The 1983 Candidates match between Smyslov and Huebner saw the spin of a roulette wheel decide the winner! Apparently the option of playing rapid games to decide their fate was rejected…
This week the chess world seems to be focusing on the subject once more…
The second edition of the London Chess Classic finished earlier this week with a massive 3-way tie for 1st place between World Champion Anand, top-rated Carlsen and dark-horse McShane. I stress ”massive 3.way tie” because there were only 8 players in the tournament to begin with, and this means that 1st place was shared by one player less than half of the entire tournament!
Even more curious, the tie-break system used to determine the official winner of the tournament favoured the Norwegian prodigy–even though both Anand and McShane crushed him in their individual games! This has generated some questioning of the rationale behind the organizers’ rules and regulations that arbitrarily gave more weight to the number of victories in the final score.

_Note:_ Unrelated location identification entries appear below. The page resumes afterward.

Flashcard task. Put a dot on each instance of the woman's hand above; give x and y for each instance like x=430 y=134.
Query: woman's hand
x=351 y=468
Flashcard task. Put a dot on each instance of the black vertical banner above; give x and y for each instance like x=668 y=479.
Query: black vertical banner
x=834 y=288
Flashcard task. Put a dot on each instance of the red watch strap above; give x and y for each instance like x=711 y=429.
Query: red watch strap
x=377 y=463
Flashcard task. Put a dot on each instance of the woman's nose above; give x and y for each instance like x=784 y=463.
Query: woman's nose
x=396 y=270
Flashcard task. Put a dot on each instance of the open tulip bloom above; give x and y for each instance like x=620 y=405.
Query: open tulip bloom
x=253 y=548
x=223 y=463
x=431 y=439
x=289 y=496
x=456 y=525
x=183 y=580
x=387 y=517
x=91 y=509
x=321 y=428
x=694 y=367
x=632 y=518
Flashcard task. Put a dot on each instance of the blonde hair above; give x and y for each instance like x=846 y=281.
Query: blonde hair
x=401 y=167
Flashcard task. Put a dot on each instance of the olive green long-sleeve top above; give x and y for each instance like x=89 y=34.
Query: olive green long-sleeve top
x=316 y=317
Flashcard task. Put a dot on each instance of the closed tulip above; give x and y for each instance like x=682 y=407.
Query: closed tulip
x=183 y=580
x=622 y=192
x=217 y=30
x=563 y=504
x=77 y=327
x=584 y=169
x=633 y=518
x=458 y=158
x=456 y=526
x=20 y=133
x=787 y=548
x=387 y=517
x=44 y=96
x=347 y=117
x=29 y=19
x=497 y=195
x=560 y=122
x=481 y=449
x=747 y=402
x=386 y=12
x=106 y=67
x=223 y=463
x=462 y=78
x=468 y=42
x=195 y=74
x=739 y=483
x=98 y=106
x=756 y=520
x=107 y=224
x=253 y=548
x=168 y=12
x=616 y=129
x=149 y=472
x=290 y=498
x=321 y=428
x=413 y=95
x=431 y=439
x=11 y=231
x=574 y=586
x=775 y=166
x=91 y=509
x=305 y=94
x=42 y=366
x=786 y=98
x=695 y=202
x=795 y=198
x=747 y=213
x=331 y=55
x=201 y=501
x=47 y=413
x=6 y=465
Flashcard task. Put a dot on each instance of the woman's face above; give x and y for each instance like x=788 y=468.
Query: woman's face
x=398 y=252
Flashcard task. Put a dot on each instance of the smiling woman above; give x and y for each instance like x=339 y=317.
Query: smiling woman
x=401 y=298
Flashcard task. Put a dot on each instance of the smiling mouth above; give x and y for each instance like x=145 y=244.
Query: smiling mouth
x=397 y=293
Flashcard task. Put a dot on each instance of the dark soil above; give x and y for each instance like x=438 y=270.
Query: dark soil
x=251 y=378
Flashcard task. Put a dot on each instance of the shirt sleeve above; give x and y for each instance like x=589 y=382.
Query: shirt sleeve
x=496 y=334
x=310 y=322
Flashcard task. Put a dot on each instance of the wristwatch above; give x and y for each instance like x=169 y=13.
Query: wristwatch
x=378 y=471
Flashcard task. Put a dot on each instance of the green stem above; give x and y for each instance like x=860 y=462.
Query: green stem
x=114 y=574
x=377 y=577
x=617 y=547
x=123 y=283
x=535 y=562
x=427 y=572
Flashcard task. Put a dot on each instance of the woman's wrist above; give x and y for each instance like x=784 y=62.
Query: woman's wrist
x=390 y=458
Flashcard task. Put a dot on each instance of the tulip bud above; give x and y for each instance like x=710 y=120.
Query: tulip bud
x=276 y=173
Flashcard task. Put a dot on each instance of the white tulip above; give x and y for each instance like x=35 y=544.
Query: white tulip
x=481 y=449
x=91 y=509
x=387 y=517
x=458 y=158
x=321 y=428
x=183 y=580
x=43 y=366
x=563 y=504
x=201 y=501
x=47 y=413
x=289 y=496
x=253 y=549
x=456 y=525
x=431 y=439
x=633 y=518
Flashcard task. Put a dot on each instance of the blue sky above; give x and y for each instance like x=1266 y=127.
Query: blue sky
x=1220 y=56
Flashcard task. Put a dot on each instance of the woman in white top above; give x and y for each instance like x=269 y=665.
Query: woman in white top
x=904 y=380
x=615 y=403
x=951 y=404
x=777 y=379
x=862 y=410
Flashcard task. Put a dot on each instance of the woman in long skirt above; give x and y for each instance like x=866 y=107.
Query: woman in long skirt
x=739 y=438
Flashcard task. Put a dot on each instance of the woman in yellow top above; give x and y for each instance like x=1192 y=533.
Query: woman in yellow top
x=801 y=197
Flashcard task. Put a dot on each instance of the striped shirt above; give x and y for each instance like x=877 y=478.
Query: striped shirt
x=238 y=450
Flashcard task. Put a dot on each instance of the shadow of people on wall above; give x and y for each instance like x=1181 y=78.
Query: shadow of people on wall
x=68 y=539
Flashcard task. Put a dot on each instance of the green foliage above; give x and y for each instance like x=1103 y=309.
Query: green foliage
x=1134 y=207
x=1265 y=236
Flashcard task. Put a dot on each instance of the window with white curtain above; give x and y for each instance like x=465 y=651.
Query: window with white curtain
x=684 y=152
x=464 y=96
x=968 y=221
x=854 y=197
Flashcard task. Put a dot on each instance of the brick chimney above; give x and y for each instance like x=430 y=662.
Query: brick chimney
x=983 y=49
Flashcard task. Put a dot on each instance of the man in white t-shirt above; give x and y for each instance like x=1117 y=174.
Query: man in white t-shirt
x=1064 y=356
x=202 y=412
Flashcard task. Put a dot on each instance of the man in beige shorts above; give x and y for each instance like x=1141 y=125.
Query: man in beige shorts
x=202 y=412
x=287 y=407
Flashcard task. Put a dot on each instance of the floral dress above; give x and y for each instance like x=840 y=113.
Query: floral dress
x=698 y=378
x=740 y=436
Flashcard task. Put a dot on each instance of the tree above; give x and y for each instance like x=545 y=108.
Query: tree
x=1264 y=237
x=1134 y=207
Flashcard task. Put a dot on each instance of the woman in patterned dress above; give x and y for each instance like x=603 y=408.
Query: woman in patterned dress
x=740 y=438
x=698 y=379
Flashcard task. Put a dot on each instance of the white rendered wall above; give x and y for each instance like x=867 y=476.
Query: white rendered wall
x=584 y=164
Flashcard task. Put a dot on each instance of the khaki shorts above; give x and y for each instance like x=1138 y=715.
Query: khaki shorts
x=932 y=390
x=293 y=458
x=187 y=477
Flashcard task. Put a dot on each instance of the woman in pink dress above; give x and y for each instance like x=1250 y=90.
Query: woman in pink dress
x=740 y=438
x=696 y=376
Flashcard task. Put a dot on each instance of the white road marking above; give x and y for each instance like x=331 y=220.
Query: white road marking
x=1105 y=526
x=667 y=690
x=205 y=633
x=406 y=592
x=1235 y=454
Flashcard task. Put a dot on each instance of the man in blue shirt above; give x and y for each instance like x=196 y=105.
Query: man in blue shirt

Kasparov joins the discussion:
”With round seven under way Garry expounded on the scoring system in London (three points for a win, one for a draw). He told us almost exactly what Dean Arvidson of Los Angeles, USA wrote: even if Carlsen had lost his sixth round game to Kramnik, he could (and as it turns out would) have still have won the tournament!”
”Carlsen would have had 12 points (instead of 13), and Kramnik would have had 12 points (instead of 10). But Carlsen would have been declared the winner on tiebreak #3 (number of games won). He would have been a full point behind according to classic scoring, having lost to Kramnik, McShane and Anand, but would have won with the football scoring!” (http://www.chessbase.com/ today)
Kavalek wrote in his prestigious chess column:
”The second London Chess Classic, one of this year’s major chess events, finished Wednesday. But many chess players may ask: Who actually won the all-grandmaster tournament?
Magnus Carlsen doesn’t have to worry. According to the rules set up by the London organizers, the 20-year-old grandmaster from Norway finished first and will collect 50,000 Euros for his efforts. He benefited from the soccer scoring system – 3 points for a win, 1 point for a draw and no points for a loss – favoring players who fight and win. ”
”Carlsen scored 13 points, two points ahead of the world champion Vishy Anand of India and Luke McShane of England. It was a great recovery by Magnus who started with two loses in the first three games.
But ask the traditionalists, who for several centuries counted one point for a win and a half point for a draw, and they will tell you that in the year 2010 three players shared first place in London: McShane, Anand and Carlsen.”
Tie Breaks: In order of priority. 1. Number of games with Black. 2. Number of games won with Black. 3. Number of games won. 4. Ranking based on the games between the tied players only. Carlsen won the tournament by virtue of beating the tail enders more convincingly than either McShane or Anand did.
Personally, I think that too much has been made of this question. As a competitive type of person and one who accepts that there is no perfect way to break ties unless you are willing to have play-off games, I am of the opinion that we just have to accept that if the players agree to play in the first place, knowing in advance the tie-break rules, then it is just too bad if they lose out because of the fine print! Ofcourse, I haven’t heard any of the players complaining…
I think the tournament was interesting, but much too short to have any real sporting importance. There are so few world class chess events in England these days and this has lead to some in the press to ordain the London Chess Classic with some regal status that it does not deserve, in my opinion. It is nice to see that some sort of grand chess tradition is being resuscitated in England, and Malcom Pein (the chief organizer) must be congratulated for his dedication and efforts for twice in as many years to bring a handful of world class players to play in London.
More pertinent, by my way of thinking, is what this tournament does for the image of chess in England and beyond. Naturally I am talking about the general lack of corporate sponsorship and media-interest that our little game must put up with. Has the London Classic advanced the cause of professional chess and improved its status in the eyes of corporate directors?
The reason I ask this is because of how we have all just seemed to have accepted that it is not at all unusual to have sponsors for the London Classic that prefer to remain anonymous! Seriously. Do you know of any other sport that is sponsored anonymously? I don’t…and I suspect that you would never see a similar situation because today professional sport recognize minimum standards of transparency at the sponsorship level. The tobacco and alcohol industries–for example– have suffered because of new ethics in sponsorship.
According to the few press clippings that actually mention the sponsorship in question, a group of London investors is involved. I congratulate them! But of course, if I were to ever run into any of them then I would love to ask why all the secrecy. Sponsorship is not philanthropy, it needs to be a mutually beneficial business partnership.
And if infact the people behind the money at the London Classic are just good intentioned, generous philanthropists (which I suspect is the case), then we should drop the word ‘sponsorship’ from the London Classic whenever the press is around.